Thanks to the agreed amendment on the NFT, measures are proposed against the misuse of money laundering or terrorism for terrorism, presented by European lawmakers and especially prominent in the financial system. These measures make up the vast majority of proposals.

The proposal was carried out by two green MPs. These MPs are known as Ernest Urtasun from Spain and Kira Marie Peter-Hansen from Denmark. In addition to these people, two socialist deputies show themselves in these proposals. They are also known as Aurore Lalucq from France and Csaba Molnár from Hungary. It seems very important that this change becomes “mandatory assets” covered by the rules of NFT platforms, together with the decision to implement the final version of the AML draft.

The four aforementioned deputies put forward the EU’s scope of the law, especially with the following provision. “Import, print, sell, unique and non-exchangeable crypto assets that take ownership and represent a unique digital or physical asset, including artwork, real estate, digital collectibles, gaming items, and other valuables to crypto-asset service providers. and to “crypto-asset service providers” acting as intermediaries for its acquisition. ” clause is included.

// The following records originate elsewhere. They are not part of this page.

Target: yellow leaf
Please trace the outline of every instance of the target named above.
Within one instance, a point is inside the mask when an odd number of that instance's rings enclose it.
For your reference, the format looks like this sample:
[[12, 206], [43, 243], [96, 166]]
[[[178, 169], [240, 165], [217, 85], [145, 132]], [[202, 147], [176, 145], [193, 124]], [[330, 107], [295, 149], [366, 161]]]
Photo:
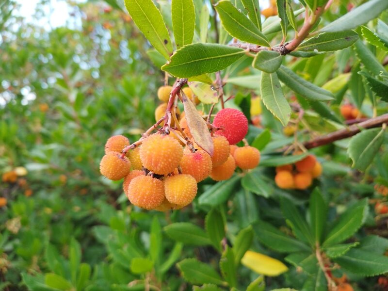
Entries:
[[246, 251], [241, 262], [253, 272], [266, 276], [278, 276], [288, 270], [279, 260], [252, 251]]

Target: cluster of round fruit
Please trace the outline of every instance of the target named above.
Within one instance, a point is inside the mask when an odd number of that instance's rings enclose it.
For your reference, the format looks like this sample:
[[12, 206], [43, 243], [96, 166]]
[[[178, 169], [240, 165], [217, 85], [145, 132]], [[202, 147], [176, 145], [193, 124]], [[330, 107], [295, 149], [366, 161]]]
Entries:
[[[213, 126], [217, 130], [212, 136], [214, 151], [211, 157], [188, 134], [191, 146], [184, 147], [179, 141], [181, 139], [172, 136], [179, 134], [178, 130], [174, 130], [174, 134], [164, 131], [153, 134], [126, 152], [123, 149], [129, 145], [128, 139], [113, 136], [105, 145], [100, 171], [111, 180], [124, 178], [124, 192], [136, 206], [160, 211], [180, 209], [192, 202], [197, 194], [197, 183], [207, 177], [216, 181], [226, 180], [232, 177], [236, 166], [247, 170], [259, 164], [260, 153], [257, 149], [235, 146], [248, 131], [248, 121], [241, 112], [232, 109], [220, 111]], [[181, 129], [190, 133], [187, 127]]]
[[322, 173], [322, 166], [315, 156], [309, 155], [294, 164], [276, 167], [275, 183], [283, 189], [306, 189], [311, 185], [313, 179]]

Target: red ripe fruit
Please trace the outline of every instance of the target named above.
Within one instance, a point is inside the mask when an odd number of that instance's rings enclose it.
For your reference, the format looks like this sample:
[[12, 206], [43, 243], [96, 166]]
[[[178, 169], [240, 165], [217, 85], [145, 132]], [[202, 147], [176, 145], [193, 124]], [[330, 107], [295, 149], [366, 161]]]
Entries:
[[218, 112], [213, 125], [223, 129], [216, 131], [225, 136], [229, 143], [234, 145], [242, 140], [248, 132], [248, 120], [242, 112], [233, 108], [225, 108]]

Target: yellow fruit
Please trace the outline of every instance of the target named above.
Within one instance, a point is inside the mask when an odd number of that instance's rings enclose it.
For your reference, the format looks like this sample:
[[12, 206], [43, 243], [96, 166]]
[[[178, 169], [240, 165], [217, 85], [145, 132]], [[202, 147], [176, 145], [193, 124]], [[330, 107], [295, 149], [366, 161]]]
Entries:
[[182, 173], [191, 175], [197, 183], [208, 177], [213, 168], [211, 158], [208, 153], [202, 149], [193, 153], [188, 148], [183, 152], [180, 165]]
[[121, 154], [115, 151], [107, 153], [100, 163], [100, 172], [110, 180], [117, 181], [129, 173], [130, 161], [127, 157], [121, 158]]
[[212, 137], [214, 151], [211, 157], [213, 167], [217, 167], [226, 162], [230, 154], [230, 146], [227, 140], [222, 135]]
[[186, 206], [197, 194], [197, 182], [190, 175], [180, 174], [164, 180], [164, 194], [168, 201], [179, 206]]
[[173, 137], [155, 133], [149, 136], [140, 147], [143, 166], [160, 175], [167, 175], [178, 167], [183, 155], [183, 148]]
[[158, 98], [162, 102], [168, 102], [170, 99], [170, 93], [173, 87], [171, 86], [162, 86], [158, 89]]
[[256, 168], [260, 162], [260, 152], [256, 147], [245, 146], [236, 148], [233, 158], [237, 166], [242, 170]]
[[133, 149], [129, 150], [127, 153], [127, 156], [130, 161], [130, 164], [133, 170], [141, 170], [143, 169], [142, 160], [140, 160], [140, 147], [135, 147]]
[[124, 135], [111, 136], [105, 144], [105, 153], [109, 152], [121, 152], [123, 149], [129, 145], [129, 141]]
[[146, 174], [144, 171], [134, 170], [133, 171], [131, 171], [129, 174], [125, 176], [124, 182], [123, 182], [123, 190], [127, 197], [128, 196], [128, 186], [129, 185], [130, 181], [139, 176], [145, 176], [145, 175]]
[[148, 210], [155, 209], [164, 200], [163, 182], [150, 176], [137, 177], [129, 183], [128, 197], [134, 205]]
[[294, 176], [294, 183], [297, 189], [306, 189], [310, 187], [312, 183], [311, 174], [307, 172], [298, 173]]
[[315, 156], [308, 155], [303, 160], [295, 163], [295, 166], [299, 172], [310, 172], [314, 168], [317, 159]]
[[282, 189], [291, 189], [294, 187], [292, 174], [288, 171], [279, 171], [275, 176], [275, 183]]
[[317, 178], [322, 174], [322, 165], [319, 162], [315, 163], [314, 168], [311, 171], [311, 176], [313, 178]]
[[210, 178], [215, 181], [223, 181], [230, 178], [236, 169], [236, 162], [232, 155], [229, 155], [225, 162], [214, 167], [210, 174]]

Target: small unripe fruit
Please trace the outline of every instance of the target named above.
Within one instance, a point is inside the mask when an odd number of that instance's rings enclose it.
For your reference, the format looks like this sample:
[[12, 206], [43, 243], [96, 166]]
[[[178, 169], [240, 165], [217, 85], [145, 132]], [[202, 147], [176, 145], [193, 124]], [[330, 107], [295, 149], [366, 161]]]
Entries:
[[127, 153], [127, 156], [130, 161], [130, 164], [134, 170], [141, 170], [143, 169], [142, 161], [140, 160], [140, 148], [135, 147], [130, 149]]
[[163, 182], [150, 176], [139, 176], [129, 183], [128, 196], [134, 205], [148, 210], [155, 209], [164, 200]]
[[122, 154], [112, 151], [102, 157], [100, 163], [100, 172], [110, 180], [117, 181], [124, 178], [130, 170], [130, 161]]
[[231, 145], [242, 140], [248, 132], [248, 120], [244, 113], [233, 108], [222, 109], [216, 114], [213, 125], [223, 128], [215, 133], [226, 138]]
[[222, 135], [213, 136], [212, 138], [214, 150], [211, 162], [213, 167], [217, 167], [224, 163], [230, 154], [230, 146], [226, 139]]
[[123, 149], [129, 145], [129, 141], [124, 135], [111, 136], [105, 144], [105, 153], [111, 151], [121, 152]]
[[311, 185], [312, 177], [311, 174], [308, 172], [298, 173], [294, 176], [295, 188], [300, 190], [304, 190]]
[[208, 177], [213, 168], [211, 158], [208, 153], [202, 149], [193, 153], [188, 148], [185, 149], [180, 165], [182, 173], [191, 175], [197, 183]]
[[140, 147], [143, 166], [160, 175], [167, 175], [178, 167], [183, 148], [173, 137], [156, 133], [149, 136]]
[[260, 162], [260, 152], [256, 147], [246, 146], [236, 149], [233, 154], [237, 166], [242, 170], [256, 168]]
[[145, 176], [145, 175], [146, 174], [144, 171], [134, 170], [133, 171], [131, 171], [129, 174], [125, 176], [124, 180], [123, 182], [123, 190], [127, 197], [128, 196], [128, 186], [129, 185], [130, 181], [139, 176]]
[[158, 89], [158, 98], [162, 102], [168, 102], [170, 99], [170, 93], [173, 87], [171, 86], [162, 86]]
[[281, 166], [278, 166], [275, 169], [276, 173], [279, 173], [280, 171], [288, 171], [288, 172], [292, 171], [292, 165], [290, 164], [288, 165], [282, 165]]
[[317, 178], [322, 174], [322, 165], [319, 162], [315, 163], [315, 165], [311, 171], [311, 176], [313, 178]]
[[296, 169], [299, 172], [311, 172], [317, 162], [315, 156], [308, 155], [307, 157], [295, 163]]
[[294, 187], [294, 178], [288, 171], [279, 171], [275, 176], [275, 183], [282, 189], [291, 189]]
[[186, 206], [197, 194], [197, 182], [190, 175], [181, 174], [167, 177], [164, 180], [164, 194], [171, 203]]
[[229, 179], [233, 175], [236, 169], [236, 162], [232, 155], [229, 157], [223, 164], [213, 168], [210, 178], [215, 181], [223, 181]]

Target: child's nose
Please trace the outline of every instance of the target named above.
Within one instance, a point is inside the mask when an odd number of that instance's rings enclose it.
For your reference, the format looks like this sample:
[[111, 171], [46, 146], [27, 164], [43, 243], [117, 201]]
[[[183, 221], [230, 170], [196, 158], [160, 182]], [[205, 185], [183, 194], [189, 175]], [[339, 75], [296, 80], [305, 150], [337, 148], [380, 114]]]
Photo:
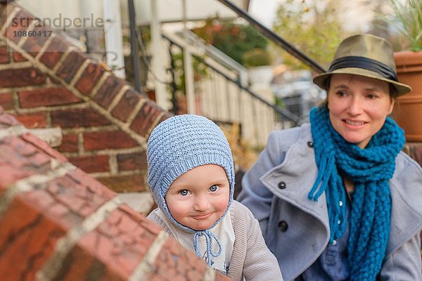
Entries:
[[196, 196], [193, 208], [196, 211], [205, 211], [210, 206], [210, 200], [207, 195]]

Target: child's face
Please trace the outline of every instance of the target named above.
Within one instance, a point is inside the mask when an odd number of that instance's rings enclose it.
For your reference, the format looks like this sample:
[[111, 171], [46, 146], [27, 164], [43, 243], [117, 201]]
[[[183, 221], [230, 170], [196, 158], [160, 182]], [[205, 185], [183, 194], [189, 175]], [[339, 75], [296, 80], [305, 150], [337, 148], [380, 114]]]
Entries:
[[165, 201], [170, 214], [179, 223], [203, 230], [224, 214], [229, 195], [224, 169], [207, 164], [193, 168], [173, 181]]

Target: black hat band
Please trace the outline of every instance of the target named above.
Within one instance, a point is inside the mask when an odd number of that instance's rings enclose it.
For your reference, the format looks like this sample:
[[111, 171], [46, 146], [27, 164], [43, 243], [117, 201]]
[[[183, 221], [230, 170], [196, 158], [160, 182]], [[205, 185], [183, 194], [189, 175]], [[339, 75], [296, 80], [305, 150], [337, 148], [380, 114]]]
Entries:
[[364, 57], [347, 56], [334, 60], [328, 72], [346, 67], [363, 68], [376, 72], [388, 79], [397, 81], [397, 77], [395, 71], [388, 65]]

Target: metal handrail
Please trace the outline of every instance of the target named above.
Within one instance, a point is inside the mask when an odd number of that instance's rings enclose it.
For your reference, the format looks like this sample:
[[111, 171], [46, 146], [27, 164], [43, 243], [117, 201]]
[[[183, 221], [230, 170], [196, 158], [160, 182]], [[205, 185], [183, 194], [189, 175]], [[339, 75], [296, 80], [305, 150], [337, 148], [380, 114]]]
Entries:
[[[177, 44], [177, 42], [174, 42], [173, 40], [172, 40], [167, 36], [166, 36], [165, 34], [162, 34], [162, 37], [164, 39], [168, 40], [172, 44], [178, 46], [180, 48], [183, 48], [182, 46], [181, 46], [179, 44]], [[200, 58], [200, 56], [194, 55], [194, 54], [193, 54], [192, 55], [196, 60], [198, 60], [200, 63], [203, 63], [207, 67], [211, 68], [212, 70], [215, 71], [216, 72], [219, 73], [219, 74], [220, 74], [222, 77], [224, 77], [226, 80], [230, 81], [231, 82], [236, 84], [240, 89], [245, 91], [248, 93], [249, 93], [254, 98], [256, 98], [258, 100], [260, 100], [261, 103], [264, 103], [267, 106], [269, 106], [271, 108], [272, 108], [276, 112], [277, 112], [280, 115], [283, 116], [283, 117], [286, 118], [288, 120], [292, 122], [295, 126], [298, 126], [299, 124], [299, 122], [300, 121], [300, 117], [296, 116], [295, 115], [294, 115], [293, 113], [290, 112], [289, 110], [288, 110], [286, 109], [280, 108], [277, 105], [276, 105], [274, 104], [272, 104], [271, 103], [269, 103], [268, 101], [265, 100], [264, 99], [263, 99], [262, 98], [261, 98], [260, 96], [258, 96], [257, 94], [256, 94], [255, 93], [254, 93], [253, 91], [252, 91], [248, 87], [245, 87], [245, 86], [243, 86], [241, 84], [241, 83], [240, 83], [240, 81], [239, 81], [238, 79], [238, 80], [234, 79], [232, 77], [230, 77], [228, 75], [226, 75], [226, 74], [222, 72], [220, 70], [219, 70], [218, 69], [217, 69], [214, 66], [212, 66], [210, 64], [207, 63], [203, 58]]]
[[231, 9], [234, 12], [237, 13], [239, 16], [244, 18], [247, 21], [248, 21], [250, 24], [254, 25], [255, 27], [258, 29], [260, 32], [264, 35], [266, 37], [269, 38], [276, 44], [283, 48], [290, 54], [293, 55], [295, 58], [298, 58], [305, 65], [311, 67], [313, 70], [316, 72], [317, 73], [325, 72], [326, 70], [319, 65], [316, 62], [313, 60], [312, 58], [306, 55], [303, 53], [300, 50], [296, 48], [294, 46], [288, 43], [287, 41], [284, 40], [280, 36], [279, 36], [276, 33], [274, 32], [272, 30], [268, 29], [265, 26], [264, 26], [262, 23], [258, 22], [257, 20], [251, 17], [245, 10], [241, 8], [238, 7], [236, 5], [234, 4], [233, 2], [229, 0], [218, 0], [220, 3], [224, 4], [226, 6]]

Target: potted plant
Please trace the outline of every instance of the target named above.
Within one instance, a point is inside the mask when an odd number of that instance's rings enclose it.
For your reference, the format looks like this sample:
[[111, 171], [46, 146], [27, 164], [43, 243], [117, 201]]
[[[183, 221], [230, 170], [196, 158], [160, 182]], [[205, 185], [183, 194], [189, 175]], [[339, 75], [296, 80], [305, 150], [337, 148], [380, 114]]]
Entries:
[[271, 58], [264, 48], [255, 48], [245, 53], [243, 65], [248, 67], [249, 82], [251, 84], [269, 84], [273, 79]]
[[392, 13], [381, 20], [394, 26], [404, 39], [403, 50], [395, 52], [399, 81], [412, 91], [399, 97], [393, 116], [406, 139], [422, 141], [422, 1], [390, 0]]

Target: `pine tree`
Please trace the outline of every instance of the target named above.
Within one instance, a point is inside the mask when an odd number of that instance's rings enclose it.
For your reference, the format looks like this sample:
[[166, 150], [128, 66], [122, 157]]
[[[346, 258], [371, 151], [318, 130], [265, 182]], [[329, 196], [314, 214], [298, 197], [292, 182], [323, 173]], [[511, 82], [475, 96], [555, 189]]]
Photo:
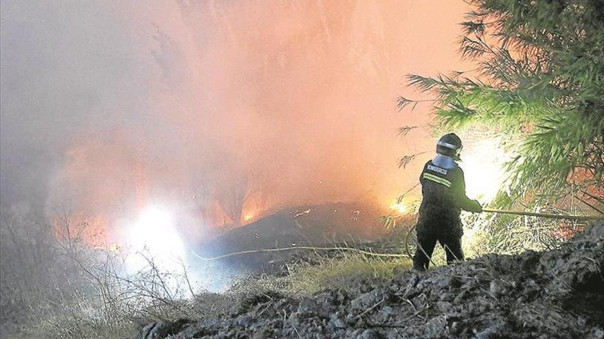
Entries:
[[[458, 72], [410, 83], [435, 95], [434, 125], [482, 125], [513, 136], [511, 196], [571, 190], [604, 205], [604, 6], [601, 0], [469, 0]], [[401, 97], [401, 108], [419, 101]]]

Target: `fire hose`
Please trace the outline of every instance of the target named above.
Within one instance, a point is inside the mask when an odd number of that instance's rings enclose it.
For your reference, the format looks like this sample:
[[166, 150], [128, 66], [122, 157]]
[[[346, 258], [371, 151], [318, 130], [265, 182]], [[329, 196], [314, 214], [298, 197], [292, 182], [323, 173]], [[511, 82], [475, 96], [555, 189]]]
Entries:
[[[524, 212], [524, 211], [513, 211], [511, 210], [495, 210], [493, 208], [483, 208], [483, 212], [487, 213], [498, 213], [501, 214], [513, 214], [518, 216], [537, 216], [539, 218], [549, 218], [553, 219], [566, 219], [566, 220], [599, 220], [604, 219], [604, 215], [600, 216], [577, 216], [577, 215], [565, 215], [565, 214], [553, 214], [550, 213], [537, 213], [535, 212]], [[412, 258], [411, 251], [409, 250], [409, 241], [415, 229], [415, 225], [409, 229], [407, 235], [405, 236], [405, 253], [409, 258]]]
[[[564, 215], [564, 214], [552, 214], [548, 213], [537, 213], [537, 212], [523, 212], [523, 211], [513, 211], [509, 210], [493, 210], [491, 208], [483, 208], [483, 212], [487, 213], [499, 213], [504, 214], [514, 214], [514, 215], [521, 215], [521, 216], [537, 216], [540, 218], [555, 218], [555, 219], [567, 219], [567, 220], [581, 220], [581, 221], [588, 221], [588, 220], [599, 220], [604, 219], [604, 216], [577, 216], [577, 215]], [[412, 227], [409, 229], [407, 235], [405, 236], [405, 252], [406, 254], [397, 254], [397, 253], [381, 253], [376, 252], [371, 252], [369, 251], [365, 251], [360, 249], [356, 249], [354, 247], [317, 247], [314, 246], [294, 246], [290, 247], [281, 247], [281, 248], [275, 248], [275, 249], [251, 249], [248, 251], [240, 251], [238, 252], [233, 252], [230, 253], [223, 254], [222, 255], [218, 255], [216, 257], [211, 257], [206, 258], [196, 253], [194, 251], [191, 251], [194, 255], [197, 257], [198, 259], [209, 262], [213, 260], [218, 260], [220, 259], [224, 259], [229, 257], [234, 257], [236, 255], [242, 255], [244, 254], [251, 254], [251, 253], [271, 253], [271, 252], [280, 252], [280, 251], [296, 251], [296, 250], [312, 250], [312, 251], [347, 251], [351, 252], [356, 252], [361, 254], [365, 254], [367, 255], [374, 256], [374, 257], [386, 257], [386, 258], [413, 258], [413, 255], [411, 254], [410, 251], [409, 250], [409, 242], [410, 240], [411, 235], [413, 234], [413, 231], [415, 229], [415, 225], [413, 225]]]

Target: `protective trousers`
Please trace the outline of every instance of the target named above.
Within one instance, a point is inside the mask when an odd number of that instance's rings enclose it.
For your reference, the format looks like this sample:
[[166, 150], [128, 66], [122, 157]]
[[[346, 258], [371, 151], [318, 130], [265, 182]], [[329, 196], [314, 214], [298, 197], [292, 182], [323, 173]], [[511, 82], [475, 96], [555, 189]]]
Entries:
[[463, 259], [463, 251], [461, 250], [461, 231], [430, 231], [425, 229], [421, 225], [418, 225], [416, 229], [417, 250], [413, 257], [413, 268], [416, 270], [428, 269], [437, 241], [445, 249], [448, 264], [454, 260]]

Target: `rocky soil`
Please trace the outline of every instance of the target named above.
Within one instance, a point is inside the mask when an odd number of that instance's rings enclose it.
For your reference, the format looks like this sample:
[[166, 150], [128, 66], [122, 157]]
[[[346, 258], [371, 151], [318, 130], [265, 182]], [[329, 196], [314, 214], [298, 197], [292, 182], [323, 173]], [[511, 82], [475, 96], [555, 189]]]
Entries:
[[310, 297], [259, 293], [137, 339], [604, 338], [604, 223], [561, 248], [487, 255]]

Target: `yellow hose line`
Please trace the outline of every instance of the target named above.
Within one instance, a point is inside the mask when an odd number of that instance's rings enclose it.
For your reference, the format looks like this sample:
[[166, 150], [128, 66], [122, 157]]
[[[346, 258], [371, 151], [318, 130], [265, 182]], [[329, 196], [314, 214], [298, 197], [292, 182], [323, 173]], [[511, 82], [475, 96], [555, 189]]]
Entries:
[[551, 218], [554, 219], [568, 220], [599, 220], [604, 219], [604, 215], [600, 216], [573, 216], [564, 214], [551, 214], [549, 213], [536, 213], [534, 212], [511, 211], [509, 210], [493, 210], [491, 208], [483, 208], [483, 212], [489, 213], [502, 213], [504, 214], [515, 214], [519, 216], [539, 216], [541, 218]]
[[205, 262], [211, 262], [212, 260], [218, 260], [219, 259], [223, 259], [225, 258], [234, 257], [235, 255], [241, 255], [242, 254], [250, 254], [250, 253], [266, 253], [266, 252], [279, 252], [281, 251], [294, 251], [299, 249], [305, 249], [305, 250], [321, 250], [321, 251], [349, 251], [351, 252], [357, 252], [359, 253], [365, 254], [367, 255], [372, 255], [374, 257], [385, 257], [385, 258], [402, 258], [407, 257], [406, 254], [396, 254], [396, 253], [378, 253], [375, 252], [369, 252], [368, 251], [363, 251], [362, 249], [355, 249], [353, 247], [315, 247], [314, 246], [296, 246], [293, 247], [282, 247], [278, 249], [251, 249], [248, 251], [241, 251], [240, 252], [233, 252], [227, 254], [223, 254], [222, 255], [218, 255], [218, 257], [211, 257], [211, 258], [205, 258], [202, 257], [199, 254], [195, 253], [194, 251], [191, 251], [194, 255], [197, 257], [198, 258], [205, 261]]
[[[504, 213], [507, 214], [517, 214], [517, 215], [523, 215], [523, 216], [539, 216], [542, 218], [553, 218], [556, 219], [571, 219], [571, 220], [599, 220], [604, 218], [604, 216], [574, 216], [574, 215], [563, 215], [563, 214], [550, 214], [546, 213], [535, 213], [531, 212], [520, 212], [520, 211], [511, 211], [507, 210], [493, 210], [490, 208], [483, 208], [483, 212], [490, 212], [490, 213]], [[349, 251], [351, 252], [356, 252], [358, 253], [365, 254], [367, 255], [371, 255], [374, 257], [382, 257], [382, 258], [411, 258], [413, 255], [411, 255], [411, 251], [409, 250], [409, 242], [410, 240], [410, 235], [413, 234], [413, 230], [415, 229], [415, 226], [414, 225], [411, 228], [409, 229], [409, 231], [407, 233], [406, 236], [405, 237], [405, 252], [406, 254], [396, 254], [396, 253], [380, 253], [375, 252], [370, 252], [369, 251], [364, 251], [362, 249], [355, 249], [353, 247], [315, 247], [314, 246], [295, 246], [292, 247], [281, 247], [277, 249], [251, 249], [248, 251], [241, 251], [239, 252], [233, 252], [227, 254], [223, 254], [222, 255], [218, 255], [218, 257], [211, 257], [211, 258], [205, 258], [202, 257], [199, 254], [195, 253], [194, 251], [191, 251], [191, 253], [193, 253], [194, 255], [197, 257], [198, 259], [203, 260], [205, 262], [211, 262], [213, 260], [218, 260], [220, 259], [224, 259], [225, 258], [235, 257], [237, 255], [242, 255], [244, 254], [251, 254], [251, 253], [270, 253], [270, 252], [280, 252], [282, 251], [296, 251], [296, 250], [313, 250], [313, 251]]]

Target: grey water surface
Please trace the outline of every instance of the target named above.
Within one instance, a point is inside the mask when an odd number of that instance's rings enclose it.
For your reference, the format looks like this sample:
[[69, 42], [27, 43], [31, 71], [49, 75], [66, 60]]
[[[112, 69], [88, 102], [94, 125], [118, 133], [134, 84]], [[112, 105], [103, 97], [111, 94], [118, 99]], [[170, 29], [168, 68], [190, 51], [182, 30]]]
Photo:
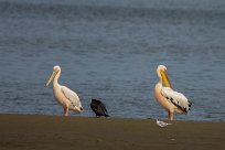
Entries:
[[225, 1], [0, 0], [1, 114], [63, 115], [44, 87], [60, 65], [82, 116], [99, 98], [113, 117], [163, 119], [159, 64], [193, 101], [175, 119], [225, 121]]

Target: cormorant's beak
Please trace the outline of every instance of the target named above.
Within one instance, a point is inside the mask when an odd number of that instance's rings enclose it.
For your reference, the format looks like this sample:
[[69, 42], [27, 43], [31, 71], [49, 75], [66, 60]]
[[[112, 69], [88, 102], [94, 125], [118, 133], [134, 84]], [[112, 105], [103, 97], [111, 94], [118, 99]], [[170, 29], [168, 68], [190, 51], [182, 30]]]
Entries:
[[161, 73], [162, 81], [163, 81], [165, 87], [172, 88], [172, 85], [171, 85], [170, 79], [168, 77], [167, 71], [161, 71], [160, 73]]
[[56, 74], [57, 74], [57, 73], [56, 73], [55, 71], [53, 71], [52, 75], [50, 76], [50, 78], [49, 78], [47, 82], [46, 82], [45, 87], [53, 81], [53, 78], [55, 77]]

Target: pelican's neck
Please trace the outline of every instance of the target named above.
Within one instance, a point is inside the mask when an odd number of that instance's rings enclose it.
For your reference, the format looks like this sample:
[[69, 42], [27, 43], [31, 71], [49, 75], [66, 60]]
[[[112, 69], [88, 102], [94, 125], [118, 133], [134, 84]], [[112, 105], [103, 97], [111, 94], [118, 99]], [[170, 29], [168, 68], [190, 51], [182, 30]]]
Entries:
[[57, 72], [57, 74], [55, 75], [54, 81], [53, 81], [53, 86], [60, 85], [60, 84], [57, 83], [60, 76], [61, 76], [61, 71]]

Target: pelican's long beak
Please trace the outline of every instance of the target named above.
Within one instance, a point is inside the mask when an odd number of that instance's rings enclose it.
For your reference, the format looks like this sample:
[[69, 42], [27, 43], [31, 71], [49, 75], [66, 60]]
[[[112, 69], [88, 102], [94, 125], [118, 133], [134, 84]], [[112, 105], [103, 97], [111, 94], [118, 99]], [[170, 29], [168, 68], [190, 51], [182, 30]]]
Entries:
[[52, 82], [52, 79], [55, 77], [56, 74], [57, 74], [57, 73], [53, 71], [53, 73], [52, 73], [51, 77], [47, 79], [45, 86], [47, 86], [47, 85]]
[[170, 83], [170, 79], [169, 79], [169, 77], [168, 77], [167, 72], [165, 72], [165, 71], [161, 71], [160, 73], [161, 73], [162, 81], [163, 81], [165, 87], [172, 88], [172, 85], [171, 85], [171, 83]]

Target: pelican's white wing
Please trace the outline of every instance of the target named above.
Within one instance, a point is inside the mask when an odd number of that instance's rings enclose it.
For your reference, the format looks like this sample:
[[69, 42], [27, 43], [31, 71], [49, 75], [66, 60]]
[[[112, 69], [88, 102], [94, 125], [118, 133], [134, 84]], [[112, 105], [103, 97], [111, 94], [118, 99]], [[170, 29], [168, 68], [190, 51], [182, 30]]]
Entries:
[[183, 94], [174, 92], [170, 87], [162, 87], [161, 94], [184, 113], [190, 110], [192, 104]]
[[79, 97], [77, 96], [76, 93], [74, 93], [73, 90], [71, 90], [68, 87], [66, 86], [62, 86], [61, 90], [63, 92], [63, 94], [65, 95], [65, 97], [71, 101], [71, 104], [75, 107], [82, 107], [82, 104], [79, 101]]

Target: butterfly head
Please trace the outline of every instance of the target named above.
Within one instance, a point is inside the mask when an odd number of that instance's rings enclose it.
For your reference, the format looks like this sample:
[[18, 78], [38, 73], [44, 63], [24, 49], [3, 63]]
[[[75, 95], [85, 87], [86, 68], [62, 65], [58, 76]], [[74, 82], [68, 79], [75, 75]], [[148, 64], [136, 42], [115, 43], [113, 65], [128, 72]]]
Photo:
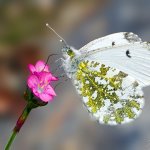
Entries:
[[65, 58], [70, 57], [70, 59], [75, 57], [75, 50], [72, 47], [66, 46], [62, 48], [62, 53]]

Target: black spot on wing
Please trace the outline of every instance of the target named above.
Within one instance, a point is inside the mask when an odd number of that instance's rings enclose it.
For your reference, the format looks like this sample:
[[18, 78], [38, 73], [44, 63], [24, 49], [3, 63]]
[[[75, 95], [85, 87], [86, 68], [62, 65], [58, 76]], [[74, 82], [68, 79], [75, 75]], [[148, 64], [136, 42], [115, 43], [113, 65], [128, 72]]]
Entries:
[[112, 42], [112, 46], [115, 46], [115, 42], [114, 41]]
[[131, 58], [131, 55], [130, 55], [130, 51], [129, 50], [126, 50], [126, 56]]

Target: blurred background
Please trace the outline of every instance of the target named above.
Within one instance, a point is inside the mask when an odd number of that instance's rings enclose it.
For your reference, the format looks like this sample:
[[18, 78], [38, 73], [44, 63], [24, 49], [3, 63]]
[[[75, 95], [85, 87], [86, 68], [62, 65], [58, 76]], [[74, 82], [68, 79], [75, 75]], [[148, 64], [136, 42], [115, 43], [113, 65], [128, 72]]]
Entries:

  • – Informal tripartite debates, also known as tripartite debates, have come to the fore as an important factor in the EU’s complex legislative process. However, it is also possible to terminate the draft law prepared by the European institutions with temporary agreements. Although these agreements are accepted unofficially at first, their official approval by each of the three institutions will be among the reasons. These official institutions; It is known as the Parliament, the Council of the European Union, and the European Commission.
  • – At the same time, with the events that took place this week, it is also expected that the European Central Bank will warn Eurozone countries of the perceived and apparent dangers of national regulators who continue to operate before the envisioned EU crypto-asset rules are implemented. According to the report in the Financial Times, the bank highlights the difficulties of effective supervision of the sector and throughout this supervision process.
  • – The latest developments came to the fore shortly after the European Parliament and the Council of the European Union reached a tentative agreement to monitor and elaborate their analysis of crypto transfers and have the transactions considered suspicious. Transfers were blocked after this situation, potentially resulting in harsher enforcement by the EU.
  • – Looking at the details of the bill, among other things, is Brussels’ control over “non-hosted wallets”. The case of expansion is also known in this regard, which many industry representatives call a rather harmful measure that can hinder the development of the sector in Europe.